We have some wild blackberries out here at home but was wondering what is the difference in tame ones.

These wild blackberries are not huge they are tiny ones. We are hopeing to have some huge blackberries but these do not look like the type that gets huge :-( Would love to have some huge blackberries instead of tiny ones.


----------



## MELOC (Sep 26, 2005)

i'm not an expert, but i think both the wild blackberries and wild black raspberries that grow at my house are actually recognized as cultivars even though they grow wild. i forget their names, but the sizes of the berries can vary greatly. i think it has more to do with growing conditions than anything else. when you leave the brambles alone and fail to prune and thin, the berries can get crowded and are small.

look at some pics i took last week of crowded blackberries. they will be small. i have harvested blackberries as long as a quarter is round before...but not this year on this patch.


----------



## Ernie (Jul 22, 2007)

If your berry patch is like mine, it was probably planted back in previous years.
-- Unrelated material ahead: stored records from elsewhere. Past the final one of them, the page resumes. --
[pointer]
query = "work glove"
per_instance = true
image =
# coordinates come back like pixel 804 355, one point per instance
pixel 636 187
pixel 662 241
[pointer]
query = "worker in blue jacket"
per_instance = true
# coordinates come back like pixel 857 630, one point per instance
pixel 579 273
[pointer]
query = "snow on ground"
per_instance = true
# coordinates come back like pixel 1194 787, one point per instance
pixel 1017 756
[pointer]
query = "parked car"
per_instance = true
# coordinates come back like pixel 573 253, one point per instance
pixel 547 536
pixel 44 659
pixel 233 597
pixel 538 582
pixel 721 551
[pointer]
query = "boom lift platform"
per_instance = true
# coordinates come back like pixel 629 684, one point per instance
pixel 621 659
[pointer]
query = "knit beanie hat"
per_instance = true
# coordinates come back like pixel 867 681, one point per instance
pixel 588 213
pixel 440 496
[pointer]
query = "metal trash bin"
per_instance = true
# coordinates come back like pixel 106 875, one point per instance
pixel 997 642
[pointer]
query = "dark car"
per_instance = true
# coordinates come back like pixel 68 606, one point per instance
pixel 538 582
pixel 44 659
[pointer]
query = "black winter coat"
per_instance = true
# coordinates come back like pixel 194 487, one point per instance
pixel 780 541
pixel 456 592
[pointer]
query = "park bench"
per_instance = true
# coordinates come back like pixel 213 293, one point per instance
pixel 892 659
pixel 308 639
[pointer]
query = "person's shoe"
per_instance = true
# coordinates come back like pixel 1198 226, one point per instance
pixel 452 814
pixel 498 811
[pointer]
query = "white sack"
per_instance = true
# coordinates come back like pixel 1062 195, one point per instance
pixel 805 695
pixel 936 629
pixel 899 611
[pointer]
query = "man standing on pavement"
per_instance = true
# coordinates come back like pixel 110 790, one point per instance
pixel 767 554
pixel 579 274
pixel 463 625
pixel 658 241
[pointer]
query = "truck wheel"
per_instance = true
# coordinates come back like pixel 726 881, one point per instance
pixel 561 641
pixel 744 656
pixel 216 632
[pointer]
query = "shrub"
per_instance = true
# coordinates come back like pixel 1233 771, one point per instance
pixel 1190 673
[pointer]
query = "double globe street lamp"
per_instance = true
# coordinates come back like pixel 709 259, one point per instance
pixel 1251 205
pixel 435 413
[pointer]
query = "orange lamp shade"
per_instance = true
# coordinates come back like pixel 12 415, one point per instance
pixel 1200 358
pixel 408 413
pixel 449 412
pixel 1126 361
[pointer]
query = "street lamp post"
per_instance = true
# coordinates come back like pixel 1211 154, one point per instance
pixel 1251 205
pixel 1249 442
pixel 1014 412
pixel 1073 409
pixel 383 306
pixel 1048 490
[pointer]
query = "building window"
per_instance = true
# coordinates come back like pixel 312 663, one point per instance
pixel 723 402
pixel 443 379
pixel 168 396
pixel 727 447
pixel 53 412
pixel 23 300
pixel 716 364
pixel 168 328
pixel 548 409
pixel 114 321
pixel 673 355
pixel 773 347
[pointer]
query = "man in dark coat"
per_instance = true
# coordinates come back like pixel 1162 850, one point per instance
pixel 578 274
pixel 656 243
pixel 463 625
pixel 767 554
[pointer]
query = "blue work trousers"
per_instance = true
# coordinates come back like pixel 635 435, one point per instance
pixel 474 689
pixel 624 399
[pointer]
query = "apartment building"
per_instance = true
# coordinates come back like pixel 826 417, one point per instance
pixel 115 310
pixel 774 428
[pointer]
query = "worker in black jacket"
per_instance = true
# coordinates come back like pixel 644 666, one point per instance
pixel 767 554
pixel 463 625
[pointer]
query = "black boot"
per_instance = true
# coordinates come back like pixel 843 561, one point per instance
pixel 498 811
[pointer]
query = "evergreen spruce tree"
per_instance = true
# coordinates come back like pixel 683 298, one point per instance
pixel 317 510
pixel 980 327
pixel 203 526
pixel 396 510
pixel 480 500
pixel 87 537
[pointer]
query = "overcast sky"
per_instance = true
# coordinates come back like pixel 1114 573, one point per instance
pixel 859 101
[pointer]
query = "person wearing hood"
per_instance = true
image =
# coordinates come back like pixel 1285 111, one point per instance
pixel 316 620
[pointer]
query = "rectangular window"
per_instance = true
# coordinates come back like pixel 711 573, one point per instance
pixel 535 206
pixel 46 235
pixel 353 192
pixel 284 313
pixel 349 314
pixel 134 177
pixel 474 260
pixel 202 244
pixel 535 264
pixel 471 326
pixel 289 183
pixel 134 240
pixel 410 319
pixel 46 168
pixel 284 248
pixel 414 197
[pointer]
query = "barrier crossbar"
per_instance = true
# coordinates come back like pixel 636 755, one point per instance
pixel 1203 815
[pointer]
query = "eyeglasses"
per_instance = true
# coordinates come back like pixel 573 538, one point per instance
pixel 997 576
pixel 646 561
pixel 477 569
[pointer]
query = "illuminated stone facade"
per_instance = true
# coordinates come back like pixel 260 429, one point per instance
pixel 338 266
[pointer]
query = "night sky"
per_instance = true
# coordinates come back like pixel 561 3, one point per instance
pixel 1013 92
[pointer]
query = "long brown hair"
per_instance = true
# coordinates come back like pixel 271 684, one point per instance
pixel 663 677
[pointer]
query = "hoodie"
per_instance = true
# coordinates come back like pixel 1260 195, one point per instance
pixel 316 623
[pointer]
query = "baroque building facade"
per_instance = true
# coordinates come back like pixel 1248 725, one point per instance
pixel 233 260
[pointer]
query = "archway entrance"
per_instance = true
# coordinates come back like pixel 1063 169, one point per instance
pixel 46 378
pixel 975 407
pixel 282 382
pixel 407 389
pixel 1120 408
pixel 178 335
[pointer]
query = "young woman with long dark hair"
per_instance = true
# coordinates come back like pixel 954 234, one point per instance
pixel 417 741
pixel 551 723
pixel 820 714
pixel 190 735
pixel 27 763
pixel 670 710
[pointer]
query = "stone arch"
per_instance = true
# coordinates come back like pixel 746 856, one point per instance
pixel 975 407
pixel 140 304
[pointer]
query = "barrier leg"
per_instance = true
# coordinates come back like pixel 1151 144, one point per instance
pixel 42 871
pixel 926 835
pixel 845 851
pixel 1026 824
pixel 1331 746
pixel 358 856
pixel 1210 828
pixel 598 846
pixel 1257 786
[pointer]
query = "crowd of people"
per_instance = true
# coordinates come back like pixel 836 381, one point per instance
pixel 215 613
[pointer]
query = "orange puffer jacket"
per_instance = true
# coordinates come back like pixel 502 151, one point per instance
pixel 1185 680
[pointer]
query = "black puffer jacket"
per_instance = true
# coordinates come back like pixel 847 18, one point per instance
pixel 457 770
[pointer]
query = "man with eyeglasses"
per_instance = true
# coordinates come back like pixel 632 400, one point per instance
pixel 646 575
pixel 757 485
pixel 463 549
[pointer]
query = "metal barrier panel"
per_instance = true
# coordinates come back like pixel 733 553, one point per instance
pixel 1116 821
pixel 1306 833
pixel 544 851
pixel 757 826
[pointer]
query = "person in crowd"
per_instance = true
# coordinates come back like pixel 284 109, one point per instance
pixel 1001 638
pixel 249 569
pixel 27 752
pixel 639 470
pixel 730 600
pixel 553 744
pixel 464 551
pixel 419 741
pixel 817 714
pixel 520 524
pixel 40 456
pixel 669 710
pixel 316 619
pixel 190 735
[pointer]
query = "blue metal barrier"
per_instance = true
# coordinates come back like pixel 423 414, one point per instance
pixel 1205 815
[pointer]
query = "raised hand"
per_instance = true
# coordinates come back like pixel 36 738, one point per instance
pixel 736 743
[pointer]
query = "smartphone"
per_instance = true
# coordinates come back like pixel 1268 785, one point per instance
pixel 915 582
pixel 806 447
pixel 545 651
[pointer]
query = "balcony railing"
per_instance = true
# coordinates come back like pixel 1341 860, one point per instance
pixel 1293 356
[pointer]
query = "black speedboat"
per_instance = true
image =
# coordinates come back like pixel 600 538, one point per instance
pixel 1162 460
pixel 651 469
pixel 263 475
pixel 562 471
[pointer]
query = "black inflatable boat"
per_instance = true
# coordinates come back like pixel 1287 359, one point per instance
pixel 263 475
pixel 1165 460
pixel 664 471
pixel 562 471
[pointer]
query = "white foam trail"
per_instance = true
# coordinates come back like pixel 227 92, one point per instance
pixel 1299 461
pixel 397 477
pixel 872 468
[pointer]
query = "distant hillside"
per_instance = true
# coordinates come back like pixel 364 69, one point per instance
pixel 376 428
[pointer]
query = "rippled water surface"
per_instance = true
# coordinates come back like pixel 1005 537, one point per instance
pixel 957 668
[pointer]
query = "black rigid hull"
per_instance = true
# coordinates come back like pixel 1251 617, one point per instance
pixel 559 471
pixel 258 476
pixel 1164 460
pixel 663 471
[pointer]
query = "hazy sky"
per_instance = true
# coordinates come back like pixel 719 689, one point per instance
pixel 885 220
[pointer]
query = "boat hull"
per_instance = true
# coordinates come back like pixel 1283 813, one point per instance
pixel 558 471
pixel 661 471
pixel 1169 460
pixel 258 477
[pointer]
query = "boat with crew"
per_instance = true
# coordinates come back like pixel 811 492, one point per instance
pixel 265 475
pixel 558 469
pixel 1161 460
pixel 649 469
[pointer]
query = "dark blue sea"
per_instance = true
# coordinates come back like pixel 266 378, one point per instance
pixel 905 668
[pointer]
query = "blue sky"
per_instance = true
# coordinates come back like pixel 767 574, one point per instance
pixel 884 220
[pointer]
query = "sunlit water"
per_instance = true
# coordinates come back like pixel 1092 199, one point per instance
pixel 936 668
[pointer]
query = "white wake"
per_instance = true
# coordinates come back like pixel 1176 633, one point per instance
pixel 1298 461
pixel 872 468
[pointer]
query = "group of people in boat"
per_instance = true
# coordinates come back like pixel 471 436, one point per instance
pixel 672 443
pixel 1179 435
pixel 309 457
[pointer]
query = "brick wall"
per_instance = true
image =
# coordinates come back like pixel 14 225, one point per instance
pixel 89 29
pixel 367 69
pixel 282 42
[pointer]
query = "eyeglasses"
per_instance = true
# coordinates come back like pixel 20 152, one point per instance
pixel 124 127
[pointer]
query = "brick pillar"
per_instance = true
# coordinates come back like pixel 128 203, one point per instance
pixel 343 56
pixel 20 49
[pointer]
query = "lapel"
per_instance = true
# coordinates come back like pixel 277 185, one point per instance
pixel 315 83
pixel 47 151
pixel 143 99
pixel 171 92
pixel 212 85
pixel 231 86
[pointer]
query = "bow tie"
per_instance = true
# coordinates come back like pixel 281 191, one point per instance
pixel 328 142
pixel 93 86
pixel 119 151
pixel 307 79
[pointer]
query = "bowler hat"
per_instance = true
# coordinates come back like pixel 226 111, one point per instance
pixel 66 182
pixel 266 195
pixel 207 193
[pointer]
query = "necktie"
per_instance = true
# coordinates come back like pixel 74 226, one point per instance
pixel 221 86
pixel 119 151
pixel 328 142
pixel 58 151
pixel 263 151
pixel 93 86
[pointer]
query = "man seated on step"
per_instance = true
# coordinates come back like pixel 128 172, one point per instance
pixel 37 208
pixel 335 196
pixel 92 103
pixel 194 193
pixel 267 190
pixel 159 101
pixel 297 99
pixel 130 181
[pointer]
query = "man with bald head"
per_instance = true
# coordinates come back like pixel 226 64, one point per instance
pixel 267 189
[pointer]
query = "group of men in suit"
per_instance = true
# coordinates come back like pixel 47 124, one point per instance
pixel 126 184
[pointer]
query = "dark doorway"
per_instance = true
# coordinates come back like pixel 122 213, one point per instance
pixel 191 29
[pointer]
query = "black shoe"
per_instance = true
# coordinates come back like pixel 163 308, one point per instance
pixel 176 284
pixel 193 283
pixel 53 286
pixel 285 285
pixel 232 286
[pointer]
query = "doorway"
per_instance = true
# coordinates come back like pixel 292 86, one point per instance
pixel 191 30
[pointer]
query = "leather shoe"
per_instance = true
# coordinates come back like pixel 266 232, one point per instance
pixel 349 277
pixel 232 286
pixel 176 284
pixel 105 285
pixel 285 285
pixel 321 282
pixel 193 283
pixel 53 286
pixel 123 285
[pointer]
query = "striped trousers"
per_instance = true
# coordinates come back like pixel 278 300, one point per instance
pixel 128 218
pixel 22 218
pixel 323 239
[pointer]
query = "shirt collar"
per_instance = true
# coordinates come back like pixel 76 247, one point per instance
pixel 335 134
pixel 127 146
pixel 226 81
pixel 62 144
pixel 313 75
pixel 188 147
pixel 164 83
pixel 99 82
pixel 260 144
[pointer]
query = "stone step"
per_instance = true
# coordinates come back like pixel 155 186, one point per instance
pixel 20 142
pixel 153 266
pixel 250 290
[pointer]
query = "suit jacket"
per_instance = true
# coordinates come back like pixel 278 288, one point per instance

Same with a lot of "wild" grape patches.


----------



## ksfarmer (Apr 28, 2007)

The wild blackberries I am familiar with are usually smaller and much thornier than most cultivated tame varieties. The flavor is usually great tho.! I think some of our wild blackberry patches were started from seed spread by birds. They were never planted there by man.


----------



## fretti (Jun 30, 2007)

If the "wild" blackberries are the native species, that might explain why they are smaller. In the PNW, we have both blackcaps and invasive Himalayan blackberries. The blackcaps are smaller and very flavorful. The Himalayan are bigger but less flavorful.

My personal favorite is the Marionberry. You would like it because the berries are huge and the flavor is intense. However, I don't know if they would do well in your area. "In addition to the Pacific Northwest of the USA, these types do well in similar climates such as the United Kingdom, New Zealand, Chile, and the Mediterranean countries." http://en.wikipedia.org/wiki/Blackberry


----------



## goat^farmer (Dec 28, 2005)

These blackberries we have here have been here for years an the patches are so thick you can't even get into them much. They have such sharp thorns you can't even hardly pick a berry without getting bite by them.. LOL.. The blackberries are tiny but good. 

Can any of you suggest a really good tame blackberry for our homepad? 


We are going to try to get some other berries started to but want to get a lot started closer to the house. 

So if you know of any really good berries post the names for me or links


Thanks.


----------



## dirtundernails (Nov 20, 2006)

We have Apache from here: http://www.simmonsplantfarm.com/index_files/Page571.htm

Super happy with both company and berry!


----------



## Mrs. Homesteader (May 10, 2002)

The blackberries we have just showed up one year. I assume the birds planted them. They are huge.


----------



## gina kay (Sep 12, 2007)

We have the wild ones in our pastures and I never knew I should thin them out but will this year. This year I saw millons of them in various stages of readiness so I thought great, I'll have blackberries all summer but NO, it's been too dry. I can't drag the water hose that far on a regular basis so they've dried up. I need to plant some closer that I can keep watered. When should I prune these out?


----------



## Grandmotherbear (May 15, 2002)

www.raintreenursery.com
specializes in edible landscape. They explain the differences far better than I could.
The Doyle has a lot of publicity about how incredibly productive it is. www.fruitsandberries.com I didn't have good luck. The first one died and the nursery replaced it with nohassle. It hung on about 2 years but really didn't thrive. Maybe the container was too small, or maybe it wasn't designed for inytense heat and humidity of a zone 10 summer.


----------